We gave it a B+
If you have been resisting HBO’s Curb Your Enthusiasm because you’d read a few reviews and suspected you might find Larry David’s form of virulent, meticulously detailed misanthropy off-putting, all I can say about the new, fourth season is…stay away!
For the rest of you, however, let it be known that time has not mellowed our bald, bold, selfish hero — nor has it enlarged his heart, which remains as small and hard (but not nearly as sweet) as a Skittle. There are 10 new episodes about the oh-lordy-I-hope-it’s-fictional life of the ”Seinfeld” cocreator; they include jokes involving blind people, a Muslim woman’s burka, dental plaque, the New York City production of ”The Producers,” and a scratched retina. You will feel guilty for laughing so hard, which is, I suspect, precisely the reaction David wants.
Things begin very promisingly this week with this premise: Larry and his wife, Cheryl (Cheryl Hines, recently robbed of an Emmy award), are approaching their 10th anniversary, and he is ready to collect on an old promise. Long ago, in an effort to get the marriage-averse Larry to commit, Cheryl told him that when the decade mark arrived, he could ”have sex with someone else.” Naturally, Larry has remembered the pledge, even as he now admits that he’s very bad at attracting women: ”This is the thing that I’m the worst at in the world,” he tells his manager-pal Jeff (Jeff Garlin). ”This and drawing.”
Know that the sex promise lingers for a couple of episodes, even as other subplots are set in motion, such as Mel Brooks (in the wrinkly, adorable flesh himself) hiring Larry for the Broadway version of ”The Producers,” with Ben Stiller (in the smooth, muscled flesh himself) as his exceedingly skeptical costar. (David manages to insult Stiller — always inadvertently yet inevitably — numerous times over just the first two episodes.) No edition of ”Curb Your Enthusiasm” would be complete without a fit of rage from our protagonist, of course, and in the premiere, the scene involves a man in a wheelchair talking on a cell phone, who swerves in front of Larry’s car. One thing you have to grant David: He certainly gives the physically challenged their righteous, even splenetic, dignity.

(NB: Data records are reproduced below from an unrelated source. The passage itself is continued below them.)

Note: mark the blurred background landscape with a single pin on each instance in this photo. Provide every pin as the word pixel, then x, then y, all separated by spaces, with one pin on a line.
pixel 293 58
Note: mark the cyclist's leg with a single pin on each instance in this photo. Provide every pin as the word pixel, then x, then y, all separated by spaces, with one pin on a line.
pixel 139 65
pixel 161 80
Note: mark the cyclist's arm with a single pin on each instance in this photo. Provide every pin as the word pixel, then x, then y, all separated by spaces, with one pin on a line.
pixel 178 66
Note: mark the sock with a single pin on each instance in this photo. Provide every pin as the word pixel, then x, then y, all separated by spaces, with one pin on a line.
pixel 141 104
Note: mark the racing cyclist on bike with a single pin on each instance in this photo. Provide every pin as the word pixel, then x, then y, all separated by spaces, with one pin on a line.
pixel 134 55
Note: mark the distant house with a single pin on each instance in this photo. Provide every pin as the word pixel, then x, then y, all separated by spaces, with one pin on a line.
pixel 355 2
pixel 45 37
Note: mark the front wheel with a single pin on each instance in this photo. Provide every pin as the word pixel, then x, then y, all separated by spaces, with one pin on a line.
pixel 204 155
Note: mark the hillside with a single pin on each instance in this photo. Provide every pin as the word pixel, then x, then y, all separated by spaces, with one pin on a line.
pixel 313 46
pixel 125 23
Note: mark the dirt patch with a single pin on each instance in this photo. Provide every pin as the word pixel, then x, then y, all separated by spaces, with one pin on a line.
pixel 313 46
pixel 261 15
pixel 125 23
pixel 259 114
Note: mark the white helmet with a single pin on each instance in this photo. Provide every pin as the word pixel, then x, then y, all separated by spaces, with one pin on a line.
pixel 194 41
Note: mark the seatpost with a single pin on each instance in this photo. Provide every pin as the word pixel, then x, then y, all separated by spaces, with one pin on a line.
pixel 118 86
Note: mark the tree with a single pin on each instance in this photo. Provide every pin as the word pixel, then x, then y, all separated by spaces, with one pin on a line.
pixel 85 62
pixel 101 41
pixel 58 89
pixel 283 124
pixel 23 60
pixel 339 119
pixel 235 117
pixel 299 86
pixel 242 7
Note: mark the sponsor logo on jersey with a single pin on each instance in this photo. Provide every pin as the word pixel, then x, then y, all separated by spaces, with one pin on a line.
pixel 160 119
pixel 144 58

One recurring story strand involves the ”Producers” rehearsal pianist, Michael (Patrick Kerr), a blind man who says he only wants to go out with attractive women. Naturally, such up-front snobbery intrigues Larry. ”You’re the most superficial man I’ve ever met, be it blind or sighted,” he declares with frank admiration. The scene in which Larry, dining with Michael, blithely steals cake off the poor devil’s plate ranks with W.C. Fields for shameless hilarity. Like Fields, David gets away with tasteless jokes of elaborate intricacy, such as the third-episode debacle that finds Larry arranging a semiliteral blind date between Michael and an Islamic woman he chances to meet. (Larry’s idea of hubba-hubba salesmanship: ”She’s quite a Muslim!”) That this woman is played by an unrecognizable Moon Zappa only enhances the thoroughly peculiar place ”Curb Your Enthusiasm” has come to hold in sitcom land — it’s the only series in which the original Valley Girl and Mel Brooks can appear with equal believability.
As usual, though, the emotional center of ”Curb”’s comedy can be located in David’s marriage to Cheryl, whom he describes with ruthless honesty in the season premiere as less a partner in life and ”more like a rival.” Although this is an exaggerated, self-pitying interpretation, there is a sense in which Cheryl is ever present, either physically (usually as a witness to her hubby’s tantrums or craven subterfuges against people he feels have wronged him) or in Larry’s thoughts (as a kind of overriding conscience — a what-would-Cheryl-do? superego that, as often as not, he chooses to defy). David has also shrewdly picked up on the fact that many fans find Hines attractive, and worked this into the show…in, of course, the crudest way possible. Get set for the third episode, in which Jeff tells Larry that Cheryl has replaced porn star Jenna Jameson as his usual, ahem, sexual fantasy of choice; it’s no coincidence that this half hour also places Cheryl in a very becoming ”I Dream of Jeannie” Halloween costume. Why Larry feels duty-bound to try and follow through on his promised anniversary promiscuity when he can have Cheryl’s navel peeking at him at home just proves what a dumb-lucky schmuck he is.